Perhaps there could be arrangements of production ceasing for one day a week until better prices return.

There seems no point in selling platinum at a loss to buyers in New York, London and Tokyo, who need to be sobered up and not allowed to deprive a struggling country of a fair return.

The cutback story has been played out successfully in thermal coal, zinc, nickel, copper and cobalt to a point where the prices of these commodities are perking up, for the benefit of host countries.
Moderate cutbacks in the production of these metals have ensured that developed countries do not get away with forcing developing countries to subsidise their businesses.

Once the right balance has been reached, mining companies should adopt comprehensive cost-out/margin-up initiatives to keep their businesses in steady state for the benefit of all their stakeholders as well as the economies of host countries.

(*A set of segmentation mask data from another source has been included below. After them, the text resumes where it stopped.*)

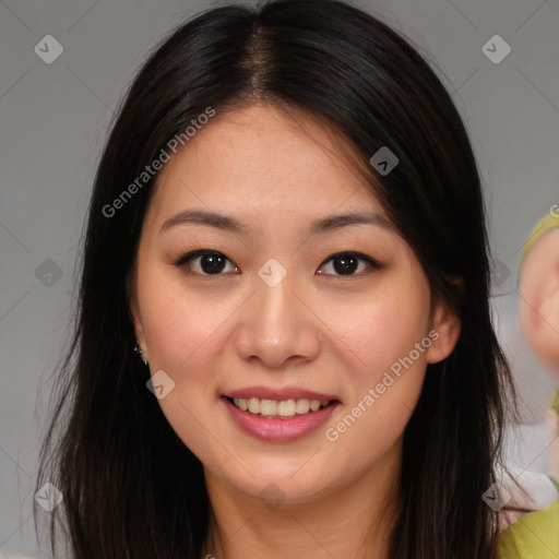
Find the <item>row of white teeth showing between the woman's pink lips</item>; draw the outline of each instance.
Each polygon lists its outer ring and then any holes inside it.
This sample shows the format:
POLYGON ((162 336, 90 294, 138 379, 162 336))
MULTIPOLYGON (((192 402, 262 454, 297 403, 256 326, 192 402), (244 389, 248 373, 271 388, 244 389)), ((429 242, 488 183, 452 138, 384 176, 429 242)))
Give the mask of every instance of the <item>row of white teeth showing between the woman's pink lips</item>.
POLYGON ((294 417, 314 414, 325 407, 338 404, 335 399, 311 400, 307 397, 288 400, 270 400, 260 397, 224 396, 230 404, 242 412, 269 419, 293 419, 294 417))

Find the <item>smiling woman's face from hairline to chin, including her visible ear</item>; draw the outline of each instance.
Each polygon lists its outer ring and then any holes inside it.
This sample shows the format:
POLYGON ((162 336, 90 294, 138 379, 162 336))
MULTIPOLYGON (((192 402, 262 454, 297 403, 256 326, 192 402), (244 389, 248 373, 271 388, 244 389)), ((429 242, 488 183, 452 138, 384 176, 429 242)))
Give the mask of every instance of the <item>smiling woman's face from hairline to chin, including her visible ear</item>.
POLYGON ((166 164, 131 311, 206 480, 305 502, 395 475, 426 366, 460 325, 340 139, 295 115, 217 111, 166 164), (226 218, 180 217, 194 211, 226 218))

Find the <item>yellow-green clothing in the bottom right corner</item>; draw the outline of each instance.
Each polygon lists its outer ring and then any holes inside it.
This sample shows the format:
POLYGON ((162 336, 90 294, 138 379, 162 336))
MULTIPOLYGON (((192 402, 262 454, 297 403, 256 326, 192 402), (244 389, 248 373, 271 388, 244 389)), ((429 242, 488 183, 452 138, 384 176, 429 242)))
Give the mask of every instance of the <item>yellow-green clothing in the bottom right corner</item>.
POLYGON ((528 512, 499 537, 499 559, 559 557, 559 501, 528 512))

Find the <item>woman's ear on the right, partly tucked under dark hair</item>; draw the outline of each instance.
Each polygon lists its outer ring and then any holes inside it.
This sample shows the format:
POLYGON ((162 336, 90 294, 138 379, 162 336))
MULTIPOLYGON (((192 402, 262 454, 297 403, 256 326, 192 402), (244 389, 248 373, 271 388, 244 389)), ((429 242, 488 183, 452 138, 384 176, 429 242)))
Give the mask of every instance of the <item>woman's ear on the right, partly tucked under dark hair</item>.
POLYGON ((433 304, 430 317, 429 337, 432 344, 427 349, 427 362, 445 359, 454 349, 462 330, 462 321, 454 308, 442 298, 433 304))

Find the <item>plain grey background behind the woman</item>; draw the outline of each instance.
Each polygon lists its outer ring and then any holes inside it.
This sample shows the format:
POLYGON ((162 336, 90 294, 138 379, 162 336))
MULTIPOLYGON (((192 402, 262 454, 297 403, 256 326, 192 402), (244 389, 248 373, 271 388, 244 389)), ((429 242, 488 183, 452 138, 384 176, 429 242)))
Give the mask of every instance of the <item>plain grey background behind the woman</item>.
MULTIPOLYGON (((0 555, 48 557, 31 515, 37 451, 112 111, 162 35, 218 3, 0 1, 0 555), (34 51, 46 35, 63 46, 51 64, 34 51), (58 269, 60 277, 45 274, 58 269)), ((355 3, 427 53, 466 122, 487 195, 499 328, 516 359, 525 420, 535 423, 552 380, 515 338, 515 288, 531 228, 559 203, 559 2, 355 3), (500 63, 483 51, 496 34, 512 49, 500 63)))

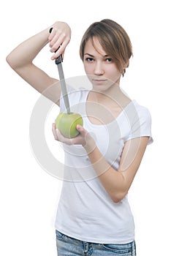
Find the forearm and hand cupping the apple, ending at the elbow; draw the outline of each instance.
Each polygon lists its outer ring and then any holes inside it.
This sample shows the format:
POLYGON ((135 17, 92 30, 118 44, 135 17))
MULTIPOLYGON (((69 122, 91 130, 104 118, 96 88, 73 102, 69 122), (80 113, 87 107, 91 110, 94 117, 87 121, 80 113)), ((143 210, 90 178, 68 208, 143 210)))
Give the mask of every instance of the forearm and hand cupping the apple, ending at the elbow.
POLYGON ((75 138, 68 139, 64 138, 64 136, 61 135, 61 132, 58 130, 56 131, 55 124, 53 124, 53 135, 56 140, 66 143, 67 145, 83 146, 104 189, 106 189, 114 202, 118 202, 124 197, 126 191, 124 176, 121 172, 116 171, 108 164, 99 151, 99 148, 97 148, 94 138, 91 137, 86 129, 77 125, 77 130, 80 132, 80 135, 75 138))

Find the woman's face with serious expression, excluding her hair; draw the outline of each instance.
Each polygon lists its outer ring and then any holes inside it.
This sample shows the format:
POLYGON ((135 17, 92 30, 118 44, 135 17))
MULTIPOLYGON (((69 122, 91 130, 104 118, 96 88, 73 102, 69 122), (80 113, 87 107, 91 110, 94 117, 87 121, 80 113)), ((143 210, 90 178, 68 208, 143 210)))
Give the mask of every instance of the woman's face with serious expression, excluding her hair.
POLYGON ((105 53, 96 37, 94 37, 94 45, 91 39, 86 42, 83 56, 84 69, 94 90, 107 91, 114 83, 119 84, 121 72, 113 59, 105 53))

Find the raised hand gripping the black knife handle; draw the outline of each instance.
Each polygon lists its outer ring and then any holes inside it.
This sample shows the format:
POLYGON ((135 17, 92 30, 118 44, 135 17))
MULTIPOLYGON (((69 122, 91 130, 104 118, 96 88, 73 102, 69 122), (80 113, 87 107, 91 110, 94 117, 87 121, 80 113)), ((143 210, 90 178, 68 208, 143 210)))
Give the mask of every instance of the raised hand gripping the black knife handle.
POLYGON ((50 52, 54 53, 51 59, 54 60, 60 55, 64 59, 66 45, 68 45, 71 39, 71 29, 67 23, 61 21, 56 21, 52 28, 53 30, 48 37, 50 52))

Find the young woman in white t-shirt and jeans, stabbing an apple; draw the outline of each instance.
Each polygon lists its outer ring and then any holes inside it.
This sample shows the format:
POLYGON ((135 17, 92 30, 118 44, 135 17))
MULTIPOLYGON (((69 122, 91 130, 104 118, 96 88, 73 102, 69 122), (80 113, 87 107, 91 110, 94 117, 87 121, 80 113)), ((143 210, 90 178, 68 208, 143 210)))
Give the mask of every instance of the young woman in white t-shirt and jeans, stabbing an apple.
MULTIPOLYGON (((58 80, 33 60, 48 42, 53 60, 64 56, 70 37, 69 26, 56 22, 12 50, 7 62, 40 93, 49 88, 45 95, 56 102, 58 80)), ((120 89, 131 56, 129 36, 113 20, 95 22, 83 35, 80 58, 92 89, 69 93, 71 110, 81 113, 83 127, 77 125, 80 134, 68 139, 53 124, 54 138, 64 143, 66 166, 72 167, 66 170, 56 216, 58 256, 136 255, 127 194, 152 138, 148 109, 120 89)), ((62 97, 56 104, 64 111, 62 97)))

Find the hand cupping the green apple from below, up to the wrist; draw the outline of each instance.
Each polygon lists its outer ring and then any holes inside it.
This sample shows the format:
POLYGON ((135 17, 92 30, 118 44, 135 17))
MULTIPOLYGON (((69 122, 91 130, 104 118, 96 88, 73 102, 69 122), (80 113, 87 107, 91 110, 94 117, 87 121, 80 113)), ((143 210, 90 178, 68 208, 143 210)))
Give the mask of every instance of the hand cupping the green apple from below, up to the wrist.
POLYGON ((66 143, 67 145, 82 145, 86 150, 92 150, 91 148, 95 146, 94 139, 91 137, 88 131, 79 124, 77 124, 77 131, 80 132, 80 134, 75 138, 65 138, 63 135, 61 135, 61 132, 56 129, 55 123, 53 123, 52 130, 55 140, 66 143))

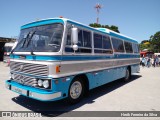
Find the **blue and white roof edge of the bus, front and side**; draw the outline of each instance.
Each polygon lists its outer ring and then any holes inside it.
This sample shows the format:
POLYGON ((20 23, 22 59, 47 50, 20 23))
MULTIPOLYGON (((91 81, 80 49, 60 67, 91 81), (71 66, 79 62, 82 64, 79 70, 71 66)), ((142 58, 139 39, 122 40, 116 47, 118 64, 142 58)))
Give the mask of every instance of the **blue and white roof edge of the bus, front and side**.
POLYGON ((28 24, 25 24, 25 25, 21 26, 21 29, 34 27, 34 26, 39 26, 39 25, 44 25, 44 24, 51 24, 51 23, 55 23, 55 22, 60 22, 60 23, 63 23, 63 24, 65 22, 74 23, 74 24, 76 24, 78 26, 82 26, 82 27, 85 27, 87 29, 90 29, 90 30, 93 30, 93 31, 96 31, 96 32, 106 33, 106 34, 108 34, 108 35, 110 35, 112 37, 117 37, 117 38, 123 39, 125 41, 130 41, 130 42, 138 44, 136 39, 133 39, 133 38, 128 37, 126 35, 123 35, 121 33, 114 32, 114 31, 109 30, 107 28, 93 28, 93 27, 90 27, 88 25, 84 25, 82 23, 79 23, 79 22, 76 22, 76 21, 73 21, 73 20, 70 20, 70 19, 67 19, 67 18, 48 18, 48 19, 42 19, 42 20, 38 20, 38 21, 33 21, 33 22, 30 22, 28 24))

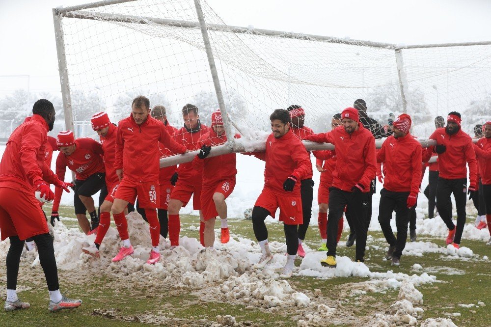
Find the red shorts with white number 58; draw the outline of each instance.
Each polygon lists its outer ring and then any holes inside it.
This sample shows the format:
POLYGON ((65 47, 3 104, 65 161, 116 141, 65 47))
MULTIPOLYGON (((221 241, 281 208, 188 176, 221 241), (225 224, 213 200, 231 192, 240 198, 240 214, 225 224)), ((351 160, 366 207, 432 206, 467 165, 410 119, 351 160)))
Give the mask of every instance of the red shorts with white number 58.
POLYGON ((134 182, 123 178, 119 182, 114 198, 135 203, 138 196, 138 204, 142 209, 157 209, 160 205, 159 181, 134 182))

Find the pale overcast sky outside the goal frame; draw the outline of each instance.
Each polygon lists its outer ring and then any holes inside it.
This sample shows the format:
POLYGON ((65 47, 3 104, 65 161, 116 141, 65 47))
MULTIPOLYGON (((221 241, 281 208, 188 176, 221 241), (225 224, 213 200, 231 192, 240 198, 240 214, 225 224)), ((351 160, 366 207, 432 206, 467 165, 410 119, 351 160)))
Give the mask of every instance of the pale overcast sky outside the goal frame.
MULTIPOLYGON (((0 0, 0 96, 27 87, 34 92, 59 92, 52 8, 84 2, 0 0)), ((209 0, 208 3, 226 24, 236 26, 252 25, 396 44, 491 40, 491 0, 404 3, 393 0, 209 0)))

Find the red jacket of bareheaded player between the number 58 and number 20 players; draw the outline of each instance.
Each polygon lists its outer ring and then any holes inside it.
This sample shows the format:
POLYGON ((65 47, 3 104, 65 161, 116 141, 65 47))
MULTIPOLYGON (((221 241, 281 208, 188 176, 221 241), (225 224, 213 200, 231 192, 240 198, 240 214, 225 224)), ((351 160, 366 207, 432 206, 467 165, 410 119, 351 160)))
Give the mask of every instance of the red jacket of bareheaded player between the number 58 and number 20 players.
MULTIPOLYGON (((198 140, 201 136, 208 133, 208 127, 205 125, 200 125, 200 129, 196 132, 189 132, 186 127, 181 127, 177 130, 172 137, 179 144, 184 144, 188 150, 198 150, 198 140)), ((179 164, 177 168, 178 183, 184 185, 201 185, 203 174, 192 167, 192 163, 179 164)))

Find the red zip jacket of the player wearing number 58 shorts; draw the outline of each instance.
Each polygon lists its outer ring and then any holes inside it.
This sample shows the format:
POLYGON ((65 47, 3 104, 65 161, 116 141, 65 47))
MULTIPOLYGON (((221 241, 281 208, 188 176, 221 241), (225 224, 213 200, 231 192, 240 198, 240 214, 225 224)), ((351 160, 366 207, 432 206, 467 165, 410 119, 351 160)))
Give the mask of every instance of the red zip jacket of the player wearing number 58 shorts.
POLYGON ((138 126, 130 115, 119 121, 114 168, 123 169, 124 178, 135 182, 159 180, 160 151, 156 151, 159 142, 175 154, 187 150, 172 139, 160 120, 148 116, 138 126))

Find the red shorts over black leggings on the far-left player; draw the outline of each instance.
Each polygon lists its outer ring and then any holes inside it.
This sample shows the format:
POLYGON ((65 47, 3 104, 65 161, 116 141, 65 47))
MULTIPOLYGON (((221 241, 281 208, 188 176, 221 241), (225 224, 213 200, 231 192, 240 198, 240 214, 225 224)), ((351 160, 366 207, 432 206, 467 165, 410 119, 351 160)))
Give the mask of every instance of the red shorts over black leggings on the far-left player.
POLYGON ((0 187, 1 240, 19 236, 29 237, 49 233, 48 224, 34 193, 0 187))

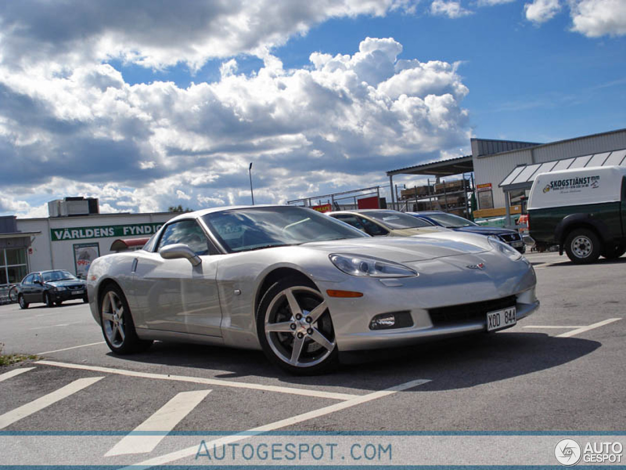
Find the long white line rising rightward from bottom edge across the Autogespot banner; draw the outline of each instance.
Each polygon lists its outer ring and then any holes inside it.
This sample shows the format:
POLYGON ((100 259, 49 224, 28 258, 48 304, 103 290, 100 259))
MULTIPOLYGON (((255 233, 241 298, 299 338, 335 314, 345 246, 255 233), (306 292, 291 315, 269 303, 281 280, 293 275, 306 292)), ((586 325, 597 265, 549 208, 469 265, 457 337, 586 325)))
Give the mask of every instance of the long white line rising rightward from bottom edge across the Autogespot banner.
MULTIPOLYGON (((226 444, 230 444, 231 442, 243 441, 250 437, 250 435, 254 434, 263 434, 264 432, 274 431, 275 429, 280 429, 281 427, 293 426, 294 424, 298 424, 300 422, 304 422, 310 419, 314 419, 320 416, 324 416, 327 414, 334 413, 336 411, 345 410, 347 408, 351 408, 356 405, 360 405, 362 403, 370 402, 371 400, 376 400, 382 397, 387 397, 389 395, 393 395, 396 392, 401 392, 402 390, 412 389, 413 387, 418 387, 418 385, 426 384, 430 382, 430 380, 411 380, 411 382, 406 382, 405 384, 396 385, 395 387, 391 387, 385 390, 379 390, 378 392, 372 392, 371 394, 361 395, 360 397, 356 397, 351 400, 347 400, 342 403, 336 403, 334 405, 330 405, 324 408, 320 408, 317 410, 309 411, 307 413, 299 414, 296 416, 292 416, 287 419, 281 419, 279 421, 275 421, 270 424, 265 424, 264 426, 254 427, 249 429, 248 431, 240 432, 239 434, 233 434, 232 436, 220 437, 219 439, 215 439, 214 441, 205 442, 207 448, 215 446, 222 446, 226 444)), ((187 449, 182 449, 176 452, 170 452, 169 454, 165 454, 159 457, 154 457, 152 459, 140 462, 138 464, 133 464, 132 466, 125 467, 123 470, 140 470, 147 469, 150 467, 154 467, 157 465, 166 465, 170 462, 177 461, 179 459, 183 459, 185 457, 190 457, 197 454, 199 449, 198 446, 187 447, 187 449)))

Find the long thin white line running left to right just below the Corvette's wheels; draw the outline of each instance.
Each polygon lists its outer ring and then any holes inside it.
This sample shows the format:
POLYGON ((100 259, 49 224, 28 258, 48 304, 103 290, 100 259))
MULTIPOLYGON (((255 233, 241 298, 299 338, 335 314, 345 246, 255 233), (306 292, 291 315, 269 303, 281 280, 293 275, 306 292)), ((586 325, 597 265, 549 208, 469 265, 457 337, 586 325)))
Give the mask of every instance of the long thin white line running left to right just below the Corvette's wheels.
POLYGON ((166 375, 163 373, 135 372, 134 370, 114 369, 110 367, 98 367, 95 365, 72 364, 68 362, 38 361, 36 364, 52 365, 54 367, 66 367, 71 369, 91 370, 93 372, 116 373, 128 377, 142 377, 144 379, 175 380, 177 382, 192 382, 192 384, 218 385, 233 387, 235 389, 265 390, 267 392, 279 392, 282 394, 304 395, 305 397, 330 398, 334 400, 351 400, 361 395, 339 394, 336 392, 323 392, 322 390, 296 389, 295 387, 279 387, 277 385, 249 384, 247 382, 233 382, 232 380, 205 379, 203 377, 187 377, 185 375, 166 375))

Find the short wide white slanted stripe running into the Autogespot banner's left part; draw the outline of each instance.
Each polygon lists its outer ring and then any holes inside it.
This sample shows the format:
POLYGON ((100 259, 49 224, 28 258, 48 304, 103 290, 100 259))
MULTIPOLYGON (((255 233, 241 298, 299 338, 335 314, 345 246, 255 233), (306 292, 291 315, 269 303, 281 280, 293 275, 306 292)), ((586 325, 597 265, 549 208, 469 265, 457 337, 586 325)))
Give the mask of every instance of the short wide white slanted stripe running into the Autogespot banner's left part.
POLYGON ((211 390, 194 390, 180 392, 168 401, 155 414, 135 428, 113 448, 106 452, 105 457, 122 454, 143 454, 152 452, 168 432, 182 421, 192 410, 204 400, 211 390), (159 432, 160 434, 135 434, 142 432, 159 432))

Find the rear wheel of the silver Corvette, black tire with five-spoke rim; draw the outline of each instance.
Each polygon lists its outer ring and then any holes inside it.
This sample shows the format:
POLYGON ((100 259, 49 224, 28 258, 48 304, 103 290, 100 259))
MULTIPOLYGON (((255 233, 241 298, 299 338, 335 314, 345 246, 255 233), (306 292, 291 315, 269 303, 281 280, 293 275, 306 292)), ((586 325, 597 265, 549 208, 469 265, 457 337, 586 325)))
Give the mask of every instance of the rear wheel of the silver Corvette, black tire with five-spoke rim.
POLYGON ((140 340, 133 323, 128 301, 116 284, 106 286, 100 296, 100 326, 106 345, 116 354, 140 352, 152 344, 151 340, 140 340))

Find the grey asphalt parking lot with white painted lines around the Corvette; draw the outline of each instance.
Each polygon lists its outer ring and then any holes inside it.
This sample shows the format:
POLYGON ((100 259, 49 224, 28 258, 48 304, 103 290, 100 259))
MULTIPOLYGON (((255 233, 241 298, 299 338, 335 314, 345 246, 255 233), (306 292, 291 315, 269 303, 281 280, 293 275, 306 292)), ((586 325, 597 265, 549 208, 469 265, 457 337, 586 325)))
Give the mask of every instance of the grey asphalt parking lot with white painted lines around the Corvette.
MULTIPOLYGON (((116 357, 88 305, 0 306, 4 353, 42 358, 0 368, 0 431, 623 431, 626 258, 527 258, 541 308, 515 327, 319 377, 228 348, 155 343, 116 357)), ((102 451, 112 464, 182 455, 148 441, 118 436, 102 451)))

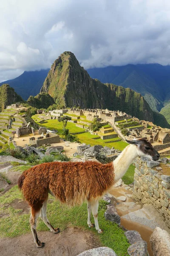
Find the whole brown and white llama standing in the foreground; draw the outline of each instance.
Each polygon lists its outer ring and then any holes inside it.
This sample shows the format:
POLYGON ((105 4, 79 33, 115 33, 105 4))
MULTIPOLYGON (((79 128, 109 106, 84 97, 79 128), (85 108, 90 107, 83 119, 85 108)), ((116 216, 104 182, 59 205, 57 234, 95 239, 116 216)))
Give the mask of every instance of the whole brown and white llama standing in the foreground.
POLYGON ((146 140, 127 142, 131 145, 128 145, 113 163, 52 162, 42 163, 23 172, 18 186, 31 207, 31 231, 37 247, 44 246, 37 237, 36 223, 39 216, 51 232, 59 233, 59 228, 52 227, 46 215, 48 193, 70 206, 87 201, 88 226, 94 227, 91 224, 92 211, 96 230, 102 233, 97 220, 99 199, 125 174, 136 157, 145 155, 152 160, 158 160, 160 156, 146 140))

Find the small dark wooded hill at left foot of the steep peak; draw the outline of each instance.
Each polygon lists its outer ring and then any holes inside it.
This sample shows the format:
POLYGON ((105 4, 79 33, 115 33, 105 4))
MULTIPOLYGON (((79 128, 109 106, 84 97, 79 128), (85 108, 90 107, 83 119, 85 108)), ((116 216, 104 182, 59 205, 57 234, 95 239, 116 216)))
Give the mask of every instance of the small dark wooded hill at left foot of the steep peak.
POLYGON ((27 102, 35 108, 48 108, 55 103, 54 99, 48 93, 39 93, 35 97, 30 96, 27 102))

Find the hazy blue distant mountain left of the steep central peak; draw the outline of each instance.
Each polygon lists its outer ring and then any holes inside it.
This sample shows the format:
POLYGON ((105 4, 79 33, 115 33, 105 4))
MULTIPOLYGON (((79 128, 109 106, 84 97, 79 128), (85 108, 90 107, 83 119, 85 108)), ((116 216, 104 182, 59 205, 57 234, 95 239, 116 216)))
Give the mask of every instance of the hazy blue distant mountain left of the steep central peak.
POLYGON ((49 69, 40 71, 25 71, 22 75, 15 79, 4 81, 0 83, 9 84, 10 87, 14 88, 16 93, 27 100, 30 95, 37 95, 40 92, 42 84, 48 74, 49 69))

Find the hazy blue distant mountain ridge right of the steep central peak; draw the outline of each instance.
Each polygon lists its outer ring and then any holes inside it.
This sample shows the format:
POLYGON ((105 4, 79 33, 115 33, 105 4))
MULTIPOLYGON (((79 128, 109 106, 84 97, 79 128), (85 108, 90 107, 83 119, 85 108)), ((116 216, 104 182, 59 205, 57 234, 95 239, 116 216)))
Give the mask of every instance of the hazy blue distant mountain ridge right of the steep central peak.
POLYGON ((153 111, 160 111, 170 100, 170 66, 160 64, 128 64, 87 70, 103 83, 129 87, 141 93, 153 111), (169 94, 169 95, 168 95, 169 94))

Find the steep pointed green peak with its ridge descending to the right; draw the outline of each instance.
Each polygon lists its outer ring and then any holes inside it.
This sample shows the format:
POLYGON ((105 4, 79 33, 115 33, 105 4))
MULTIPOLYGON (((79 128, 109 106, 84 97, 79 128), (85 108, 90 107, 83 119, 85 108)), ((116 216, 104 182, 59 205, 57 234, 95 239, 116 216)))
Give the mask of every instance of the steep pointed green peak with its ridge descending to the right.
MULTIPOLYGON (((119 109, 154 122, 154 113, 140 93, 92 79, 71 52, 62 53, 54 61, 40 92, 49 93, 57 104, 65 107, 119 109)), ((164 123, 168 127, 166 120, 164 123)))

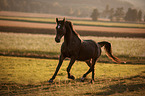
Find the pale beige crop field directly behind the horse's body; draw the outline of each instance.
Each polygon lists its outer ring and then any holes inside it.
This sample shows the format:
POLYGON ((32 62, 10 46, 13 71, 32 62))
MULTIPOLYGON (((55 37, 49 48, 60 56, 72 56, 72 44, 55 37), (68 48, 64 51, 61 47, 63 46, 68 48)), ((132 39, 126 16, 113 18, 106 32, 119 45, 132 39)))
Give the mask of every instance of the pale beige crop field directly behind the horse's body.
MULTIPOLYGON (((0 53, 1 55, 57 58, 62 42, 56 43, 54 38, 54 35, 0 33, 0 53)), ((109 41, 115 56, 124 59, 135 57, 136 61, 145 61, 145 39, 93 36, 83 36, 82 39, 92 39, 96 42, 109 41)), ((105 56, 104 51, 102 56, 105 56)))

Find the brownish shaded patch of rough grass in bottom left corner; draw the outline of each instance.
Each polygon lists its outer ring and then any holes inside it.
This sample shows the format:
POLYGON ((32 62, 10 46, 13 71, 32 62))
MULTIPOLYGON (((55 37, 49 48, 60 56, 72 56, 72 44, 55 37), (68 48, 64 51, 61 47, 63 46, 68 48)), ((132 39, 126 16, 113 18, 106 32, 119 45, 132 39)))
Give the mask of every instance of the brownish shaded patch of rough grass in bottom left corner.
POLYGON ((49 83, 48 81, 40 82, 39 84, 17 84, 17 83, 0 83, 0 96, 12 95, 38 95, 39 93, 49 93, 60 90, 67 85, 75 86, 76 80, 60 80, 49 83))

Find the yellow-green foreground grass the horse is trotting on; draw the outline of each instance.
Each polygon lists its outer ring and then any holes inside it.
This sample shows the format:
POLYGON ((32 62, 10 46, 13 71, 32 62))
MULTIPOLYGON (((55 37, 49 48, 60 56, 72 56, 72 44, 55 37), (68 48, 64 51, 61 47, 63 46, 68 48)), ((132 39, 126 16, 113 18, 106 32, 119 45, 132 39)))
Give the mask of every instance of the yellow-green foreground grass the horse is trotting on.
POLYGON ((81 76, 88 70, 84 62, 76 62, 71 73, 76 80, 67 79, 65 61, 53 84, 58 60, 0 56, 1 95, 135 95, 145 94, 145 65, 104 64, 95 66, 95 83, 91 75, 85 82, 81 76), (83 66, 83 67, 82 67, 83 66))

At the same time, intense knowledge of markets and marketing must be gained and the lack of understanding about the way buyers of metals and minerals think and act on international bourses reversed.

Exactly where platinum is being stored in vaults and the extent of the recycling of the metal must be known.

After all, this country and Zimbabwe host more than 80% of the world’s platinum- group metals and an intimate knowledge of the way the metal is marketed and used is of paramount importance.

The secret manner in which platinum companies conducted themselves in the past has gone and so must the little-understood workings of those who buy and sell the metal.